Eén bekend Milan-moment nekt geweldig PSV
PSV deed zo'n beetje alles goed. Voor het eerst in acht Champions League duels bezorgde het AC Milan tegentreffers, drie nog wel. Maar dat was er één te weinig omdat de Italianen zoals zo vaak uit het niets en in blessuretijd het allesbeslissende uitdoelpunt maakten (3-1).
Met de 2-0 uit de heenwedstrijd op zak was dat voldoende voor de rossoneri om voor de tweede keer in drie jaar de finale te halen. Al kan PSV met recht zeggen dat de beste ploeg verloor. Meer nog dan in Milaan heerste PSV en wees alles erop dat de ploeg van Guus Hiddink de stunt zou voltooien. Totdat Massimo Ambrosini de dromen in blessuretijd aan diggelen kopte.
Waar PSV vooraf bang voor was, dat het door de fysieke kracht van Jaap Stam en consorten centraal in de aanval niet veel zou kunnen uitrichten, kwam niet uit. Sterker nog, Jan Vennegoor of Hesselink troefde Stam op basis van kracht vrijwel direct af.

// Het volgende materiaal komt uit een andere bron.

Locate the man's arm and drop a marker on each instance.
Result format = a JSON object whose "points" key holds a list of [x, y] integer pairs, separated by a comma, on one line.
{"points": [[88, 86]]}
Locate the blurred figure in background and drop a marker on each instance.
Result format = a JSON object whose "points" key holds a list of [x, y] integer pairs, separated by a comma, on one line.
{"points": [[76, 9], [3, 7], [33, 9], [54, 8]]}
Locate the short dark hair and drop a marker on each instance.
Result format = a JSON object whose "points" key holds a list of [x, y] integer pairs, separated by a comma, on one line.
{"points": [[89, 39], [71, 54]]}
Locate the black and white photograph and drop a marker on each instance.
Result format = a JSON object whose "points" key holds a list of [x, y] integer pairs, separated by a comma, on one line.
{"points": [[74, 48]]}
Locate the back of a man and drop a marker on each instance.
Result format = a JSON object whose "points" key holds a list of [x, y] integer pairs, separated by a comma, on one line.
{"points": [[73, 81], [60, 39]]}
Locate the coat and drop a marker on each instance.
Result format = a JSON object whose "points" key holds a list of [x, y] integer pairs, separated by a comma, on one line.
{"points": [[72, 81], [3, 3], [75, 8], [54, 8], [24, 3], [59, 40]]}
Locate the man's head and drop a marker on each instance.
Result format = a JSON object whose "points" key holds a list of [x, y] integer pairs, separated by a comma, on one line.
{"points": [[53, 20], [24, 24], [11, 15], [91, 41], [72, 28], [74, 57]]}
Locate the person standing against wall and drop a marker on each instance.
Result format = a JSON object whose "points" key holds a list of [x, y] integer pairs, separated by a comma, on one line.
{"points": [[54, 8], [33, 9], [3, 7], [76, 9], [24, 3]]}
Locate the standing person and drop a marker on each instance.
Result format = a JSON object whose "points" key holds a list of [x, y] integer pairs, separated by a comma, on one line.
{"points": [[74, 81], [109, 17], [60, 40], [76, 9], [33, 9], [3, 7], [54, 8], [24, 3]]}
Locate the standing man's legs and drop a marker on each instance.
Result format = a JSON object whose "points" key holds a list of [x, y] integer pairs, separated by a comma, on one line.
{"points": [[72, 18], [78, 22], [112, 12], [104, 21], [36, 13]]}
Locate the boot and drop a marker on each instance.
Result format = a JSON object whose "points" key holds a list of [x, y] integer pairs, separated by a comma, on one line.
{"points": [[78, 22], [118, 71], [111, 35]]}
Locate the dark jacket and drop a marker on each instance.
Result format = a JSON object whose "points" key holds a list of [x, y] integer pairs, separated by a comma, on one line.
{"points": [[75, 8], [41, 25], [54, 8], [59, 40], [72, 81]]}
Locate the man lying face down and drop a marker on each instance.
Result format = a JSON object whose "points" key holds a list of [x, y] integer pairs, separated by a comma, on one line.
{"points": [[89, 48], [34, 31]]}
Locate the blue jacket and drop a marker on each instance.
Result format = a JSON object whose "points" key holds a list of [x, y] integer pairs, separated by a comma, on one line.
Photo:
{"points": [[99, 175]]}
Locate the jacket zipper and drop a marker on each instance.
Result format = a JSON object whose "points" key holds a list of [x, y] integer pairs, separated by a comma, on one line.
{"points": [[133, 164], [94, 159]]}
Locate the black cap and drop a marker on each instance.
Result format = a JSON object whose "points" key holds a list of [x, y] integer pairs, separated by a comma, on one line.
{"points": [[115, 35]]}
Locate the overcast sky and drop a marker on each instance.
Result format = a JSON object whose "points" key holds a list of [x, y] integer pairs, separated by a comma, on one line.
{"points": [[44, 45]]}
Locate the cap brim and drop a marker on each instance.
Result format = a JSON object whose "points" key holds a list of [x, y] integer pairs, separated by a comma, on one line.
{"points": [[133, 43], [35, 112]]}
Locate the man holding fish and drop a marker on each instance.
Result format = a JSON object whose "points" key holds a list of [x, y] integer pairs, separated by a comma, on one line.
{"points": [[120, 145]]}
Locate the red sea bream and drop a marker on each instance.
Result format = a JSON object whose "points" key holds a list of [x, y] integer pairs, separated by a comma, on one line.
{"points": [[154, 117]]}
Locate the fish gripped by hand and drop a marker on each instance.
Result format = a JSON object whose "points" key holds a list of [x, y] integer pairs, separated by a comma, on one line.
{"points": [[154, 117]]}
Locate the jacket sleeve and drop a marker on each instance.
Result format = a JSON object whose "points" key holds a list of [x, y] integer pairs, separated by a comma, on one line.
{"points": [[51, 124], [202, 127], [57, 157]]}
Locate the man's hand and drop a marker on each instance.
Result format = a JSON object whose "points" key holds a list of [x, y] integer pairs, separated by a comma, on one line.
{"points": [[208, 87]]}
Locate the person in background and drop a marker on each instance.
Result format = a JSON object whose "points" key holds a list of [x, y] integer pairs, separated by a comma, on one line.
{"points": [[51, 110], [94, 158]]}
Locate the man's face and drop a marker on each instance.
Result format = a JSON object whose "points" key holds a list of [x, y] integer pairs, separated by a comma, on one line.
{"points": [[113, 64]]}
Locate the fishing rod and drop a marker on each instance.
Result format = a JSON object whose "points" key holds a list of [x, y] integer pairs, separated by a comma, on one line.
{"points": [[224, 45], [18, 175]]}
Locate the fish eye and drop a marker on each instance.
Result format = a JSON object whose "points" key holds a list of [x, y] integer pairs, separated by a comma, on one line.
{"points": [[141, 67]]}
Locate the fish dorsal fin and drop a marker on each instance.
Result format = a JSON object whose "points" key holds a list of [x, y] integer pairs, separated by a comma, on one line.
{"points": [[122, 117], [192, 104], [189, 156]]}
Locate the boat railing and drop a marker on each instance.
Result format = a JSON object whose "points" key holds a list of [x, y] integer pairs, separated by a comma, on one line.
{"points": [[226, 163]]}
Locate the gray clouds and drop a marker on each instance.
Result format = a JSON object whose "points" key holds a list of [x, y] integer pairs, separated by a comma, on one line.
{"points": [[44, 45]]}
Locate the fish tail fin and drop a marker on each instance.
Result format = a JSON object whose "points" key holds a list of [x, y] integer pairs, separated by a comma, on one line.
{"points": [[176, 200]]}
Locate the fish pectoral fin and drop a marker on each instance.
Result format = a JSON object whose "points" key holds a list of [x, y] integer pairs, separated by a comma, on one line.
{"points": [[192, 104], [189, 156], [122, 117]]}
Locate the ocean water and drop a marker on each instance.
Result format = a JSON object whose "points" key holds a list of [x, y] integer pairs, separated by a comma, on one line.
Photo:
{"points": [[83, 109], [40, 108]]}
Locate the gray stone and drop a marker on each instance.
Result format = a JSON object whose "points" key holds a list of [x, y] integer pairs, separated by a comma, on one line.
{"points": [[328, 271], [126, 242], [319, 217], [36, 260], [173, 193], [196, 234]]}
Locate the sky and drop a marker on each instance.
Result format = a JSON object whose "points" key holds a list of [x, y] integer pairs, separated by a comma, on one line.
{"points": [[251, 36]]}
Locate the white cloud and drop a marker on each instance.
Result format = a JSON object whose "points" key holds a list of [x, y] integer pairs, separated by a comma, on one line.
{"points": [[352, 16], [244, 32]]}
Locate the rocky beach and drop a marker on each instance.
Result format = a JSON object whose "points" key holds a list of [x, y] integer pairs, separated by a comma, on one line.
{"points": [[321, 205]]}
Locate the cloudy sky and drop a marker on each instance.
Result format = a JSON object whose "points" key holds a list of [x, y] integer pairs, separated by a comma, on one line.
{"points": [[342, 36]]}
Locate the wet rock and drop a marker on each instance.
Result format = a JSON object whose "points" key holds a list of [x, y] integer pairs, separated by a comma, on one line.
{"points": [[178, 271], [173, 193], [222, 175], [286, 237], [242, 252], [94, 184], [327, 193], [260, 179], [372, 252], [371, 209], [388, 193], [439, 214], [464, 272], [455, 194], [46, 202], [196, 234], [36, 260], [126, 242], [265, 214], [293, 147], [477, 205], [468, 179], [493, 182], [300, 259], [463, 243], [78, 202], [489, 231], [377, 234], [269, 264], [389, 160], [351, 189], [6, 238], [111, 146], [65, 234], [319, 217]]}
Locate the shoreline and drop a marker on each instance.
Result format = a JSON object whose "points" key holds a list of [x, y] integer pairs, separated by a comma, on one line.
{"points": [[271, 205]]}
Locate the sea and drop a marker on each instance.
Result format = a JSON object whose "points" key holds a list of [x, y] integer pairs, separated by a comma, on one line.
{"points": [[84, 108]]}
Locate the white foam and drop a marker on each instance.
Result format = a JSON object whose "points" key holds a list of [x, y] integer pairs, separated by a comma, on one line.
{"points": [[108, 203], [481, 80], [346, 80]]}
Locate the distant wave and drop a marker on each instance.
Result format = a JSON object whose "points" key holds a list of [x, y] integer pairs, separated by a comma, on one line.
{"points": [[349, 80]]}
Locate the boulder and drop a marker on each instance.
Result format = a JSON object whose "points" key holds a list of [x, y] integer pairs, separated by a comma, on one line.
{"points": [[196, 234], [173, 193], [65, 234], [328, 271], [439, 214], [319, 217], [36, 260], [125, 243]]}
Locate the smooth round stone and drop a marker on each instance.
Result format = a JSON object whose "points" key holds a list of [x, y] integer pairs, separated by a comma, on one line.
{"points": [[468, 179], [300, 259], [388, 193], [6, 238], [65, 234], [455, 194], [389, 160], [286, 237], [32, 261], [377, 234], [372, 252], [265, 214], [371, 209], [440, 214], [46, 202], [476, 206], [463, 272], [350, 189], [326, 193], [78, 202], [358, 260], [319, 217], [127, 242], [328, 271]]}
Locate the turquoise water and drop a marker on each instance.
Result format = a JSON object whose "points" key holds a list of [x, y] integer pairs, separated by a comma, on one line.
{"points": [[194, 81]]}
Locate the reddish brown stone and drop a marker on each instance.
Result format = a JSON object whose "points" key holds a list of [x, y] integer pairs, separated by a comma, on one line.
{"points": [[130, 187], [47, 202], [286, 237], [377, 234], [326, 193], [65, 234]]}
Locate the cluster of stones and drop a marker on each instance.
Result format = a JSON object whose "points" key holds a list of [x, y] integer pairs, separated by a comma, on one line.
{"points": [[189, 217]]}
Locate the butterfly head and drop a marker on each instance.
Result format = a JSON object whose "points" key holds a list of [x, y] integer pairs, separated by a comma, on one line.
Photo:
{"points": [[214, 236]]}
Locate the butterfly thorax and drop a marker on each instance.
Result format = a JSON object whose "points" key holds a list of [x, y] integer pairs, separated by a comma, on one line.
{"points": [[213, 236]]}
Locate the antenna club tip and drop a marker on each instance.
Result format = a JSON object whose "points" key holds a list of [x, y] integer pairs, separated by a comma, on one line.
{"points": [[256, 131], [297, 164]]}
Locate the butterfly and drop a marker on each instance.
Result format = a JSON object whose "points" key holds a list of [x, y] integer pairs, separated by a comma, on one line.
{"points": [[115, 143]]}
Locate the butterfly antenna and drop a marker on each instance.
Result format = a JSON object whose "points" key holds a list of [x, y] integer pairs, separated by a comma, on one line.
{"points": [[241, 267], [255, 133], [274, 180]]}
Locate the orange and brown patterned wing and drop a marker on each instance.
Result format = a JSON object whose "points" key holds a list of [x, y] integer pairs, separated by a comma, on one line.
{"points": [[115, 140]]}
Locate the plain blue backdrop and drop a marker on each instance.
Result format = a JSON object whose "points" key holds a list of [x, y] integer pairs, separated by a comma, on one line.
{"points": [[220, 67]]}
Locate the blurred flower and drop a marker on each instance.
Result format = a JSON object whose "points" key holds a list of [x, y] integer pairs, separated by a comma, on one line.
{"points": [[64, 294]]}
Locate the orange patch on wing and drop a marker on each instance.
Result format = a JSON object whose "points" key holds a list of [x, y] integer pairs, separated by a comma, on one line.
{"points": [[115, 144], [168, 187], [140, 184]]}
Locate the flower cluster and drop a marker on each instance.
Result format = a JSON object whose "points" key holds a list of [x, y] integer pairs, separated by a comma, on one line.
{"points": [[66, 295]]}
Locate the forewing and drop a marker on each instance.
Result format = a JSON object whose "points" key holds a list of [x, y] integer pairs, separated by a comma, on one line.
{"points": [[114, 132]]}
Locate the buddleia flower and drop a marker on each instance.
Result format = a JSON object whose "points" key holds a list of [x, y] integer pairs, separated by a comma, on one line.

In de zestien trok de Nederlandse Milan-verdediger hem vervolgens lichtjes onderuit maar een sanctie was niet nodig omdat Ji-Sung Park instormde en de bal hoog in de touwen joeg: 1-0, met nog maar acht minuten op de klok. Lange Jan maakte zelf bijna de 2-0. Uit een vrije trap van Mark van Bommel won de spits van PSV het in de lucht en kopte de bal op de lat. Even later kwam Alex als winnaar uit de strijd maar de Braziliaan kopte via de grond over.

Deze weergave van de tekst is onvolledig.